Tool/software: TI C/C++ Compiler
Hi,
I would like to ask for help to convert inline assembler code that uses Extended Asm to a standalone assembler file, as Extended Asm isn’t supported from the ARM compiler (see spnu151i, page 116).
It is a part from a big number multiply library, which provide a part of the code as C and Extended Asm. With the C code everything runs fine but a bit slow.

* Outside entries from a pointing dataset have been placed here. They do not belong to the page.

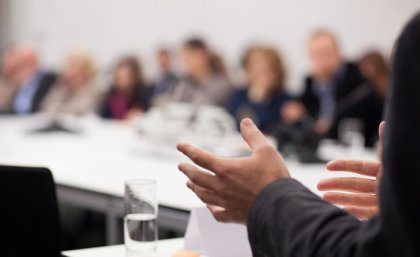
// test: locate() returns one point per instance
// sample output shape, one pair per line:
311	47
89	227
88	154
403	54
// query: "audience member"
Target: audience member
7	88
375	69
33	84
202	84
126	97
75	91
262	98
166	80
284	218
335	90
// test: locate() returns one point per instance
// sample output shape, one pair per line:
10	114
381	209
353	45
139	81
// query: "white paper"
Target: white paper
208	237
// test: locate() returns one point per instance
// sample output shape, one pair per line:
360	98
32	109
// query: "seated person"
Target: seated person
263	96
334	91
202	83
167	79
375	69
32	83
75	92
126	97
284	218
7	88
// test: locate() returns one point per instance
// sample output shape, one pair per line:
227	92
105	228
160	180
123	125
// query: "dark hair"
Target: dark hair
275	59
196	44
380	77
138	89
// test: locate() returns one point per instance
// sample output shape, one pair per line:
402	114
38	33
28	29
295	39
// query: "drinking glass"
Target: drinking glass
140	224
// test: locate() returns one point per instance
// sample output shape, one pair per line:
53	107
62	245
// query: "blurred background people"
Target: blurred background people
375	69
127	96
335	90
166	80
32	83
204	83
263	96
76	91
7	88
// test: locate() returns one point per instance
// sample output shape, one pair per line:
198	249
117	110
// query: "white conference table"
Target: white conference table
90	168
166	248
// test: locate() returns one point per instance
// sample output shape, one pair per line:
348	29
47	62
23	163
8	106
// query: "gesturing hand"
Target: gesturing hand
230	186
357	195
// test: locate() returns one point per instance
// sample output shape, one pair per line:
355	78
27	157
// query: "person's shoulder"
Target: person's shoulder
351	67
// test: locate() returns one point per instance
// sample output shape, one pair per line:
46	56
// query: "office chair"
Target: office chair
29	217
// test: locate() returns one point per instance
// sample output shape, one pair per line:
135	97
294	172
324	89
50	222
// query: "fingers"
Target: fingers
199	156
252	135
362	213
199	177
220	213
349	184
360	167
356	200
381	130
205	195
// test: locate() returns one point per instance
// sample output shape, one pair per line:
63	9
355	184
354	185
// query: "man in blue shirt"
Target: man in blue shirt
33	84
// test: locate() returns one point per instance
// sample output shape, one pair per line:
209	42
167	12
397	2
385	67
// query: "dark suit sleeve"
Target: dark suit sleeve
288	220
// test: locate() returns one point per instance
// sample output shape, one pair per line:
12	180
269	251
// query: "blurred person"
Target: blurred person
7	88
334	90
76	90
166	80
204	83
358	195
126	97
263	96
32	83
284	218
375	69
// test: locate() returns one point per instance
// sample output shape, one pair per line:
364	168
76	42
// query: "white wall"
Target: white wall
114	27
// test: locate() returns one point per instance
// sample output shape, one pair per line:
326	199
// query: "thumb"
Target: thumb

So I want replace the this C code with the assembler code that I need to convert since Extended Asm isn’t supported
Used CPU is F28M35H52C
This is the function from the library :
void mpi_mul_hlp( size_t i, mbedtls_mpi_uint *s, mbedtls_mpi_uint *d, mbedtls_mpi_uint b ) { mbedtls_mpi_uint c = 0, t = 0; for( ; i >= 16; i -= 16 ) { MULADDC_INIT MULADDC_CORE MULADDC_CORE MULADDC_CORE MULADDC_CORE MULADDC_CORE MULADDC_CORE MULADDC_CORE MULADDC_CORE MULADDC_CORE MULADDC_CORE MULADDC_CORE MULADDC_CORE MULADDC_CORE MULADDC_CORE MULADDC_CORE MULADDC_CORE MULADDC_STOP } for( ; i >= 8; i -= 8 ) { MULADDC_INIT MULADDC_CORE MULADDC_CORE MULADDC_CORE MULADDC_CORE MULADDC_CORE MULADDC_CORE MULADDC_CORE MULADDC_CORE MULADDC_STOP } for( ; i > 0; i-- ) { MULADDC_INIT MULADDC_CORE MULADDC_STOP } t++; do { *d += c; c = ( *d < c ); d++; } while( c != 0 ); }
( mbedtls_mpi_uint is a uint32_t )
This is the Extended Asm code:
#define MULADDC_INIT \ asm ( \ "ldr r0, %3 \n\t" \ "ldr r1, %4 \n\t" \ "ldr r2, %5 \n\t" \ "ldr r3, %6 \n\t" #define MULADDC_CORE \ "ldr r4, [r0], #4 \n\t" \ "mov r5, #0 \n\t" \ "ldr r6, [r1] \n\t" \ "umlal r2, r5, r3, r4 \n\t" \ "adds r7, r6, r2 \n\t" \ "adc r2, r5, #0 \n\t" \ "str r7, [r1], #4 \n\t" #define MULADDC_STOP \ "str r2, %0 \n\t" \ "str r1, %1 \n\t" \ "str r0, %2 \n\t" \ : "=m" (c), "=m" (d), "=m" (s) \ : "m" (s), "m" (d), "m" (c), "m" (b) \ : "r0", "r1", "r2", "r3", "r4", "r5", \ "r6", "r7", "cc" \ );
This is the C code:
#define MULADDC_INIT \ { \ mbedtls_mpi_uint s0, s1, b0, b1; \ mbedtls_mpi_uint r0, r1, rx, ry; \ b0 = ( b << biH ) >> biH; \ b1 = ( b >> biH ); #define MULADDC_CORE \ s0 = ( *s << biH ) >> biH; \ s1 = ( *s >> biH ); s++; \ rx = s0 * b1; r0 = s0 * b0; \ ry = s1 * b0; r1 = s1 * b1; \ r1 += ( rx >> biH ); \ r1 += ( ry >> biH ); \ rx <<= biH; ry <<= biH; \ r0 += rx; r1 += (r0 < rx); \ r0 += ry; r1 += (r0 < ry); \ r0 += c; r1 += (r0 < c); \ r0 += *d; r1 += (r0 < *d); \ c = r1; *(d++) = r0; #define MULADDC_STOP \ }
The first step is to try to replace the last part. So I defined the needed variables as global to use them in the assembler code.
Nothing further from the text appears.